For this reason the GPU is forced to act cautiously and maneuver in preparation for the big trial of the Socialist opposition in Poland. This opposition is far more dangerous to Stalinist rule in Poland than Mikolajczyk’s Peasant opposition. The political solidarity of the Polish workers with the arrested Socialists is demonstrated in a clear manner by the wave of strikes and mass demonstrations which took place in Lodz, Poland’s industrial capital. The solidarity of the international proletariat with the workers’ opposition in Poland is demonstrated by the broad international action in defense of the Polish Socialists. The united action in their defense in Chicago caused an enormous impression among the Polish workers’ circles in France, Great Britain, Belgium, etc.

Nevertheless, Stalin cannot retreat in his attack against the Polish working class. Having defeated Mikolajczyk, the regime is now turning its face squarely against the revolutionary proletariat of Poland. The defeat of the Polish working class would signify the defeat of the international proletariat, the new victory of Stalinist reaction over the working class.

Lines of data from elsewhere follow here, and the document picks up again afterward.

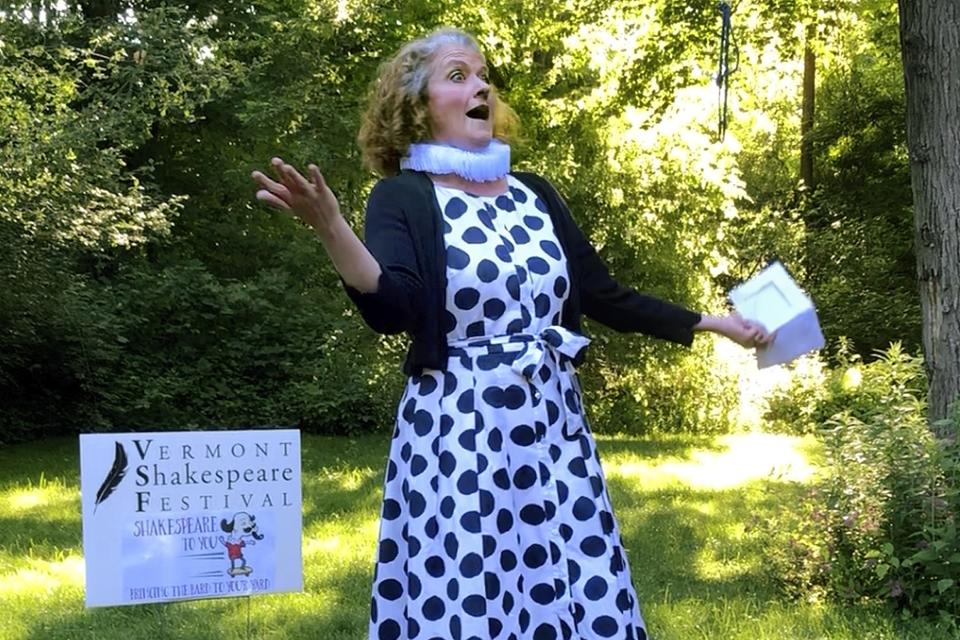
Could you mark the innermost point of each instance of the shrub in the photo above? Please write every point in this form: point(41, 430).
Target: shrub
point(881, 523)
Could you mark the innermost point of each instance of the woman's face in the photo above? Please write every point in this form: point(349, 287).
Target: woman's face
point(460, 103)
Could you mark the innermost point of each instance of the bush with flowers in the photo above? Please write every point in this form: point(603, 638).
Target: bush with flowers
point(881, 521)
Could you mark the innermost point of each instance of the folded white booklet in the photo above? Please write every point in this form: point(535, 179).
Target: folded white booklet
point(773, 299)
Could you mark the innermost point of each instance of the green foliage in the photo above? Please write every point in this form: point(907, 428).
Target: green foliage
point(130, 130)
point(816, 395)
point(881, 524)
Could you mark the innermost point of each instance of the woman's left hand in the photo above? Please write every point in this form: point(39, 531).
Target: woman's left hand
point(746, 333)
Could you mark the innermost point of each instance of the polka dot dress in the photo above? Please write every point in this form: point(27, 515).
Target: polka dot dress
point(496, 521)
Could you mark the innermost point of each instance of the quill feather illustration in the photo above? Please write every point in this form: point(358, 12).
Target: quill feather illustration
point(115, 475)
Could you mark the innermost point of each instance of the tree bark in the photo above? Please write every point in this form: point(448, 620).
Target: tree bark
point(930, 45)
point(806, 122)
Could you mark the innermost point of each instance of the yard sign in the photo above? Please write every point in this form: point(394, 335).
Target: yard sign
point(185, 515)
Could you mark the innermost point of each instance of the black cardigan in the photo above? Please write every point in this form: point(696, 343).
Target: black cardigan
point(404, 232)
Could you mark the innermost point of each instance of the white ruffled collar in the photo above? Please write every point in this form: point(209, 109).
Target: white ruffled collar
point(485, 165)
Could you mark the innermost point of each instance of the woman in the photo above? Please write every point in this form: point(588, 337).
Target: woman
point(496, 521)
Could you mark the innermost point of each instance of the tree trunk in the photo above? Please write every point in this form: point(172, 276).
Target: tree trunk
point(806, 122)
point(930, 45)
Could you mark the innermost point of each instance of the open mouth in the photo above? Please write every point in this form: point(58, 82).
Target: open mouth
point(480, 112)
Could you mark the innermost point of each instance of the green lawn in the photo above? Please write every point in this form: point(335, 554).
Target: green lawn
point(682, 504)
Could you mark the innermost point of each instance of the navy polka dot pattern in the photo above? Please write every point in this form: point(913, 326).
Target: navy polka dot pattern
point(496, 523)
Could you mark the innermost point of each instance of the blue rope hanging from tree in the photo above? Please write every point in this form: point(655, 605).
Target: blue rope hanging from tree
point(725, 69)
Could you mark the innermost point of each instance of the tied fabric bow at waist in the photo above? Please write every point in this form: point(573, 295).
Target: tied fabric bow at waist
point(555, 348)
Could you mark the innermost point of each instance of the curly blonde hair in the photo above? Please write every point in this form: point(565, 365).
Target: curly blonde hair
point(397, 114)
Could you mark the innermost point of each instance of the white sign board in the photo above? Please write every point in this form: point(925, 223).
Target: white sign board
point(186, 515)
point(774, 300)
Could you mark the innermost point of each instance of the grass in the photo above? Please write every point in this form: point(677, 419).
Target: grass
point(682, 504)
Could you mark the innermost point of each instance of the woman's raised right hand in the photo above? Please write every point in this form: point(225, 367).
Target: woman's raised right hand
point(310, 200)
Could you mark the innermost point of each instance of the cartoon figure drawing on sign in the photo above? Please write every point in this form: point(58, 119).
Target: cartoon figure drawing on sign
point(242, 528)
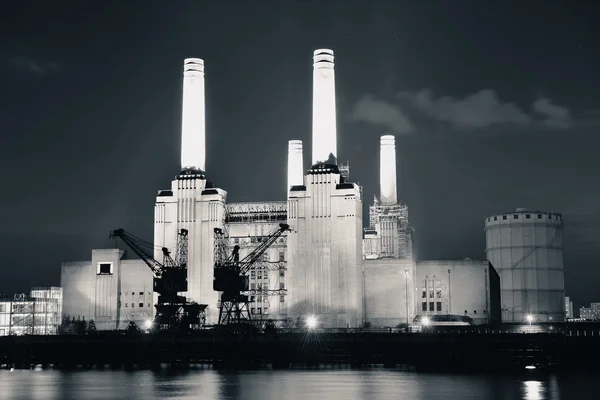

Comrade workers and Marxist intellectuals of the United States, the cause of the Polish workers and Socialists, threatened with the death penalty by the GPU, is your cause. The victory of the Stalinist terror and reaction in Poland would mean a victory for reaction in the United States, would mean more anti-strike and anti-working class laws in the United States. Our cause, the cause of international socialism, is indivisibly one in the United States and Poland for both the Polish and North American workers.

The totalitarian inquisition of Stalin strikes down your class brothers, your Polish comrades, and drowns the whole Polish people in its own blood. The political “witchcraft” trials which began in Moscow constitute the greatest infamy of our times. Raise your powerful voice in protest against the infamous assassin, Wyszynski, who cynically declares that the millions of prisoners in Stalin’s concentration camps are “Trotskyists.” These workers, whether they be reformists, trade unionists, Trotskyists or Stalinist sympathizers, are in action one single thing, the revolutionary proletariat. Only your solidarity action can save the Polish proletariat from the medieval “witchcraft” trials, and the world from infamous Stalinist barbarism.